Undercoordination engineering of chromium single-atom catalyst with optimized d-p hybridization for lithium-sulfur batteries

Sluggish sulfur redox kinetics remain a critical bottleneck in the advancement of high-performance lithium-sulfur batteries (LSBs). Single-atom catalysts (SACs) offer a promising solution to this limitation, particularly when their coordination structures are carefully engineered. Here, we develop a chromium-based SAC featuring a unique undercoordinated CrN₃ configuration to boost sulfur electrochemistry. Compared with conventional CrN₄, the CrN₃ motif lowers 3d orbital occupancy and meanwhile activates the in-plane hybridizations with S 3p orbitals upon interaction with polysulfides, contributing to moderate adsorption strength and reduced energy barriers for bidirectional sulfur conversions. Additionally, the integration of the two-dimensional (2D) porous framework ensures abundant electrochemically active surfaces and efficiently exposed active sites.
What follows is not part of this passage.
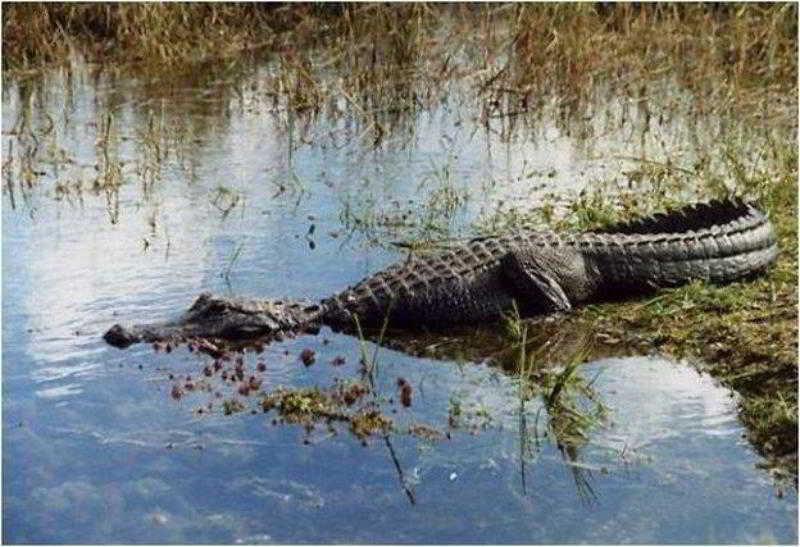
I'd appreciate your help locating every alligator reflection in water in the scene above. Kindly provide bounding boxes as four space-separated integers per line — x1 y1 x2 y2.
104 200 778 347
As a result, CrN₃-based cells demonstrate fast and durable sulfur redox reactions, enabling an ultralow capacity decay of 0.0075% per cycle over 1000 cycles and a high-rate capability of 651.9 mAh·g⁻¹ at 5 C. The CrN₃ catalyst retains robust catalytic efficiency under demanding conditions, delivering a high areal capacity of 5.53 mAh·cm⁻² at high sulfur loading and lean electrolyte. This work establishes a compelling paradigm of SAC coordination engineering for designing advanced sulfur electrocatalysts for next-generation LSBs.